Гончаров пошел еще дальше по этому опасному пути. Критики видели в "Обломове" сатиру, поучение. Но роман Гончарова страшнее всякой сатиры. Для самого поэта 'в этом художественном синтезе русского бессилия и "неделания" нет ни похвалы, ни порицания, а есть только полная правдивость, изображение русской действительности. В свои лучшие минуты Обломов, книжный мечтатель, неспособный к слишком грубой человеческой жизни, с младенческой ясностью и целомудрием своего глубокого и простого сердца, окружен таким же ореолом тихой поэзии, как "живые мощи" Тургенева. Гончаров, может быть, и хотел бы, но не умеет быть несправедливым к Обломову, потому что он его любит, он, наверное, хочет, но не умеет быть справедливым к Штольцу, потому что он втайне его ненавидит. Немец-герой (создать русского героя он и не пытается - до такой степени подобное явление кажется ему противоестественным) выходит мертвым и холодным. Искусство обнаруживает то сокровенное, что поэт чувствует, не смея выразить: не в тысячу ли раз благороднее отречение от жестокой жизни милого героя русской лени, чем прозаическая суета героя немецкой деловитости? От Наполеона, Байрона, Медного Всадника - до маленького, буржуазного немца, до неуклюжего семинариста, уездного демона-искусителя Марка Волохова, - какая печальная метаморфоза пушкинского полубога!

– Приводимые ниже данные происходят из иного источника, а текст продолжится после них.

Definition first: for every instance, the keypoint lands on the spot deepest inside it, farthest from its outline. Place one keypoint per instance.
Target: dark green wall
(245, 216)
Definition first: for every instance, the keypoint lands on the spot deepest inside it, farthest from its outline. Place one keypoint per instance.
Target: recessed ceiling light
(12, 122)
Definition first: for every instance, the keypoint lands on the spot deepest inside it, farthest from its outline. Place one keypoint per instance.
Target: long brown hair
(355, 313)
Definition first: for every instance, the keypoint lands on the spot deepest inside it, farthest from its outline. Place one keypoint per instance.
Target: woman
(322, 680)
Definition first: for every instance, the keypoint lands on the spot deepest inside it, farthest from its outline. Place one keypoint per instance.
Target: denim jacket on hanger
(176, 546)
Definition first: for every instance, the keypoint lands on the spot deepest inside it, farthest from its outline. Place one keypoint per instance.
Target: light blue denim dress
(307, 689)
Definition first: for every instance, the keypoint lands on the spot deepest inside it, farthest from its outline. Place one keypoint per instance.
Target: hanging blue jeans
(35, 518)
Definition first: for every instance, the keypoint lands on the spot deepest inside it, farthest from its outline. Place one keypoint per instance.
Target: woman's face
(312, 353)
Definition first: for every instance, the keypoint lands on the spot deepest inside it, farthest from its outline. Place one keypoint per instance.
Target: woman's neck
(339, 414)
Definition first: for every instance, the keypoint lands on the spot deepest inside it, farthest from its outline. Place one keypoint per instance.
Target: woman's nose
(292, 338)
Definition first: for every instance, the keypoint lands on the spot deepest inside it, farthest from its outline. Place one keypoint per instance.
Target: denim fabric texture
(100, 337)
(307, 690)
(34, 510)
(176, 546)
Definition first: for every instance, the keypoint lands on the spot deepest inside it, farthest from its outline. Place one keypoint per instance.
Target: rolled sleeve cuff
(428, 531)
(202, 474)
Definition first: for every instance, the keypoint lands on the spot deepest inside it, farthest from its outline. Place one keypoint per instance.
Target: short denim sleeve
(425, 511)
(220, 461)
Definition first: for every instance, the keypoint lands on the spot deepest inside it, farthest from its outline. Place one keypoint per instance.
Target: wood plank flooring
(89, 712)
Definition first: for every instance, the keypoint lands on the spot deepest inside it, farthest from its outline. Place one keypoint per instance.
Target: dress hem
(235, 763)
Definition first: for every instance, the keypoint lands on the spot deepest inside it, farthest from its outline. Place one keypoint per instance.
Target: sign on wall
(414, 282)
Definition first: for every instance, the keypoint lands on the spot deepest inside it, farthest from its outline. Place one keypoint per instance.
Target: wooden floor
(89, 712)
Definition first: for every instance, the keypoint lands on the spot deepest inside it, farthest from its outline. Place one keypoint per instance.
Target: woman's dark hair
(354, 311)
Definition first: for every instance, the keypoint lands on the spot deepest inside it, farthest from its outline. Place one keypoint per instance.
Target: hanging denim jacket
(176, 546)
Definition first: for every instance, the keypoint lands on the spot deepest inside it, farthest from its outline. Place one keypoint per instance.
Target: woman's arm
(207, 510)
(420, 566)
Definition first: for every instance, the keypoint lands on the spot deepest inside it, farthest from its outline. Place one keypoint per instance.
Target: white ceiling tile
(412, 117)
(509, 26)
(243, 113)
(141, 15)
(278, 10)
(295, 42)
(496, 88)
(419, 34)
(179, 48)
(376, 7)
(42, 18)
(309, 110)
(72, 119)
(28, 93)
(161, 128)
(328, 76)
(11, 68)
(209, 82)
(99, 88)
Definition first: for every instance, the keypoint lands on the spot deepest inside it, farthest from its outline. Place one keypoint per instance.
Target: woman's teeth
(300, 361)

Но это еще не последняя ступень. Гоголь, Тургенев, Гончаров кажутся писателями, полными уравновешенности и здоровья по сравнению с Достоевским и Львом Толстым. Без того уже захудалые и полумертвые русские герои, русские сильные люди - Базаров и Марк Волохов - оживут еще раз в лице Раскольникова, Ивана Карамазова, в уродливых видениях "бесов", чтобы подвергнуться последней казни, самой утонченной адской пытке в страшных руках этого демона жалости и мучительства, великого инквизитора - Достоевского.
Насколько он сильнее и правдивее Тургенева и Гончарова! Достоевский не скрывает своей дисгармонии, не обманывает ни себя, ни читателя, не делает тщетных попыток восстановить нарушенное равновесие пушкинской формы. А между тем он ценит и понимает гармонию Пушкина проникновеннее, чем Тургенев и Гончаров, - он любит Пушкина, как самое недостижимое, самое противоположное своей природе, как смертельно больной - здоровье, - любит и уж более не стремится к нему.
Литературную форму эпоса автор "Братьев Карамазовых" уродует, насилует, превращает в орудие психологической пытки. Трудно поверить, что язык, который еще обладает весеннею свежестью и целомудренной ясностью у Пушкина, так переродился, чтобы служить для изображения мрачных кошмаров Достоевского.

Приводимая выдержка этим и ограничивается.